County accepts new assessment of Salt River
A decision Thursday could signal the end of a yearlong tax dispute between Moffat County and a company at the Craig Station power plant.
The Moffat County commissioners decided Thursday to accept the state’s new property tax valuation of the Salt River Project for 2004.
Salt River owns 29 percent of units 1 and 2 at Craig Station.
The county protested the state’s 2004 valuation, which was $13.2 million.
The state’s new assessment is $14.3 million, which will generate about $66,000 in additional tax revenue.
About $35,000 of the new revenue will go to the school district, and $23,000 will go to the county. The county’s revenue is contingent on the 5.5 percent property tax increase exemption passing this fall.
County Assessor Suzanne Brinks said the state’s Board of Assessment Appeals agreed with the county that Salt River was worth more than the state originally said.
Brinks protested the state’s assessment because Salt River’s valuation had gone down in recent years much more than the other companies at Craig Station.
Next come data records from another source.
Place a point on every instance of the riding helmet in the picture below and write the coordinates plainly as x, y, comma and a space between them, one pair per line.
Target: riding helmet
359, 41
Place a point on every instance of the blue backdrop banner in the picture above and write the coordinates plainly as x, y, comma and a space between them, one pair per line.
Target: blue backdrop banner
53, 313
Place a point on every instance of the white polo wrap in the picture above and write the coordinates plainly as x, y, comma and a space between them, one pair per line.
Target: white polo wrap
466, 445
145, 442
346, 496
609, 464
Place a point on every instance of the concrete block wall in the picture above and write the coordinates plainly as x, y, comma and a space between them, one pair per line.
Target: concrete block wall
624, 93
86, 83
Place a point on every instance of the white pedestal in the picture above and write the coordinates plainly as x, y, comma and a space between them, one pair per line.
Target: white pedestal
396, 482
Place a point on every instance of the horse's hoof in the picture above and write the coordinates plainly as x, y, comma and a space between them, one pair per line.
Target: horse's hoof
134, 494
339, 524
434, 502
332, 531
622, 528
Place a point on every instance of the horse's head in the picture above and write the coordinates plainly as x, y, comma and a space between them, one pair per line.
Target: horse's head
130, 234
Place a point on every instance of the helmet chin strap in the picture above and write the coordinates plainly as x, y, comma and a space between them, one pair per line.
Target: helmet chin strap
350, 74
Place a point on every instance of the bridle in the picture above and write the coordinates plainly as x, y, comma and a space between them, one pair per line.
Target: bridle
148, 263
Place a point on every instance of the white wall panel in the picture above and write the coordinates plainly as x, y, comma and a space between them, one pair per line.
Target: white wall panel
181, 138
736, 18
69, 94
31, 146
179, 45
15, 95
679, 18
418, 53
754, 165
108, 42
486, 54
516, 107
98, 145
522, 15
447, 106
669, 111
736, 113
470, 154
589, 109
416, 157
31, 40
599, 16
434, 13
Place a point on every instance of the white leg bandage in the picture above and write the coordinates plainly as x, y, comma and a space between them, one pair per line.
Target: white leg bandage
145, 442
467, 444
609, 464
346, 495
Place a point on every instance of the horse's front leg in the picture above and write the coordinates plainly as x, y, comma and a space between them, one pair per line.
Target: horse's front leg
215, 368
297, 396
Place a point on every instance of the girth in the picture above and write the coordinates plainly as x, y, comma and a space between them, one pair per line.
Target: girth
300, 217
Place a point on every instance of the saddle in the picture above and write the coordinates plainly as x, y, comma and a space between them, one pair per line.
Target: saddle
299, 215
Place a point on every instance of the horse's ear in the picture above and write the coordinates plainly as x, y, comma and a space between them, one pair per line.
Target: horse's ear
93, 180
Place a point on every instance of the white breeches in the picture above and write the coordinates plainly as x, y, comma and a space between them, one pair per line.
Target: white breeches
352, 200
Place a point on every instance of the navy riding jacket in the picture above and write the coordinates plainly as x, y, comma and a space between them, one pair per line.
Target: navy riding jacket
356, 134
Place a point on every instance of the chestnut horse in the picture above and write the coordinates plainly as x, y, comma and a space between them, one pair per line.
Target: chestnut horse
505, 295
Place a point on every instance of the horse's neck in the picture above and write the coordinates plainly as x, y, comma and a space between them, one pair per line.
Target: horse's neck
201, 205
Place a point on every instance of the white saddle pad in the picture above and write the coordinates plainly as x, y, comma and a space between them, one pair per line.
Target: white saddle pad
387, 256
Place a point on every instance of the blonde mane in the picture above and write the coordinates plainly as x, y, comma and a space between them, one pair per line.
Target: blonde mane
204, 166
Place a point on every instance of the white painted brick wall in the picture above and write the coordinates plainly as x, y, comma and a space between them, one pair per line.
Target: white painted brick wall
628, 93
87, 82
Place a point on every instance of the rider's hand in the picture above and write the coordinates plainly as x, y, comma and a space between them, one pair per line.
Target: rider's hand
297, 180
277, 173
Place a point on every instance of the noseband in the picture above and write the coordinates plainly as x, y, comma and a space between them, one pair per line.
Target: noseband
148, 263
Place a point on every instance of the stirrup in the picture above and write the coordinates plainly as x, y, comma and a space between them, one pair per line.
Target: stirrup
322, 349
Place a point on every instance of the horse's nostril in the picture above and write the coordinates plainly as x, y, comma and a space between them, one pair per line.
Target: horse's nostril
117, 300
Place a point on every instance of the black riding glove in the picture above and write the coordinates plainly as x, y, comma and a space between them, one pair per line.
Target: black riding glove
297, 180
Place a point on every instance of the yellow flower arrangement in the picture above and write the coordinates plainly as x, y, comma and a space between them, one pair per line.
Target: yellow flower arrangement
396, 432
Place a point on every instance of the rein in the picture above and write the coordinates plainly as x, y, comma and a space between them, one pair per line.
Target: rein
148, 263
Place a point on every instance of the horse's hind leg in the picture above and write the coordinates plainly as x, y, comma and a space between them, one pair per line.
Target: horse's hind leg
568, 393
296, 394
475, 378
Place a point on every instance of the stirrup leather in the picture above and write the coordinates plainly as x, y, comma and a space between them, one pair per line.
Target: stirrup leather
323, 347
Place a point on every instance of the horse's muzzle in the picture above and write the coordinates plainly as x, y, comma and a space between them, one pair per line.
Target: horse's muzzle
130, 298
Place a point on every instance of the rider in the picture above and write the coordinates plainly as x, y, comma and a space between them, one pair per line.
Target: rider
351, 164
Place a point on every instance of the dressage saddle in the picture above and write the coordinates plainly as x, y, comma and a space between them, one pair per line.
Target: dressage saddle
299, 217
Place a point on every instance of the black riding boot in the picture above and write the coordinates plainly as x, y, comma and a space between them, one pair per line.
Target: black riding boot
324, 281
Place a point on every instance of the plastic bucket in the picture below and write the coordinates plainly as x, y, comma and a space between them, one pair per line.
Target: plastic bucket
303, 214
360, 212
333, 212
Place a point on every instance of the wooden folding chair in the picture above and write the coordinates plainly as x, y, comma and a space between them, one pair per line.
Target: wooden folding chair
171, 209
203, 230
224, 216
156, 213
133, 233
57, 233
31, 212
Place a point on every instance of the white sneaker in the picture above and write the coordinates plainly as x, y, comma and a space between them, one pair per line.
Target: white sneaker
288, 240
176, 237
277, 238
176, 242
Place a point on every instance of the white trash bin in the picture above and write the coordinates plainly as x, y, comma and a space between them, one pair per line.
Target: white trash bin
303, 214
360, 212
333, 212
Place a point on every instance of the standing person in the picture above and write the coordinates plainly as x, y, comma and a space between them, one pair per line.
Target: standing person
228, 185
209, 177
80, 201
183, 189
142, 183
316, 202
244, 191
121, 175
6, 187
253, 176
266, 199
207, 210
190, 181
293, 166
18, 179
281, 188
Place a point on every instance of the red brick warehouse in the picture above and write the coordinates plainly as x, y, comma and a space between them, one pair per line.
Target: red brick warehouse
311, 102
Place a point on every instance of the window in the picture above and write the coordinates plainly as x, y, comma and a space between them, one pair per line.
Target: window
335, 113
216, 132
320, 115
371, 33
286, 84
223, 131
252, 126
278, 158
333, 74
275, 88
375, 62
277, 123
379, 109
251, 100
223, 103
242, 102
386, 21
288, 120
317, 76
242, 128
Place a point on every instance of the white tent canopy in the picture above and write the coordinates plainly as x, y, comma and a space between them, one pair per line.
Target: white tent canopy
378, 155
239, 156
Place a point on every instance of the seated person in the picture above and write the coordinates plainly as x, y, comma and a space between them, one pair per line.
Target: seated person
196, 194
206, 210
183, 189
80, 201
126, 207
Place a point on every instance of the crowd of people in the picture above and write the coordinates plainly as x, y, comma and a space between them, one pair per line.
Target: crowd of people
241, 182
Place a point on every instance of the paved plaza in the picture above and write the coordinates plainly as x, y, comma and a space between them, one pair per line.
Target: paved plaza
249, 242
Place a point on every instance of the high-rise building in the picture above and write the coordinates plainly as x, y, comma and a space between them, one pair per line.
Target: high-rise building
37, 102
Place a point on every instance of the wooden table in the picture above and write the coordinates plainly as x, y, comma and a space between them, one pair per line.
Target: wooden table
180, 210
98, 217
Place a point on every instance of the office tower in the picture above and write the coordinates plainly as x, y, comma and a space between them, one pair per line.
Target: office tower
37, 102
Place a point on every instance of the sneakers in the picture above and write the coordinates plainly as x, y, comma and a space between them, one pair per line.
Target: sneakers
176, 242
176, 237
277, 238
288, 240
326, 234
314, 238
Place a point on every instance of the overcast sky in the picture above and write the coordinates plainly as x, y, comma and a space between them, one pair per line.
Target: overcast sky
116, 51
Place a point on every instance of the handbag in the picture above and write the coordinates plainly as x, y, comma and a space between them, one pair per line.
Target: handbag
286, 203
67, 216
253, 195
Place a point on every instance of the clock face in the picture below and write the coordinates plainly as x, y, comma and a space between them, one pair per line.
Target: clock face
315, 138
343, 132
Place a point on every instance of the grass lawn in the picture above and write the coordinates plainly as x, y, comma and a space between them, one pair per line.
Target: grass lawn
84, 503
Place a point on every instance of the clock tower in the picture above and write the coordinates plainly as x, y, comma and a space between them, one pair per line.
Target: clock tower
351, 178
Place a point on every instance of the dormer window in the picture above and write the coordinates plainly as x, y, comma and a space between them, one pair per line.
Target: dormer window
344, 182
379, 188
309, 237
From 1999 to 2004, Salt River’s valuation fell from $23 million to $13 million, a 40 percent drop. Meanwhile Xcel Energy remained relatively unchanged, and Tri-State’s valuation changed by about 15 percent. PacifiCorp’s valuation fell by 22 percent.
The commissioners commended Brinks on Thursday for investigating the Salt River valuation.
“We have the opportunity to put 66,000 additional dollars in the coffers of Moffat County en-tities,” Commis-sioner Darryl Steele said.
Salt River, which is based in Phoenix, can protest the new valuation, but a spokesman said Thursday the company probably wouldn’t.
Salt River spokesman Scott Harelson said the company thinks the state’s new valuation is fair.
The county still is protesting the state’s 2005 valuation of Salt River, but the commissioners don’t expect the 2005 protest to take as long as 2004.
“We’ve been much more proactive so it’s going to be quicker,” Commissioner Tom Gray said.
The county had to ask the state for an extension on the 2004 protest, which made it take longer.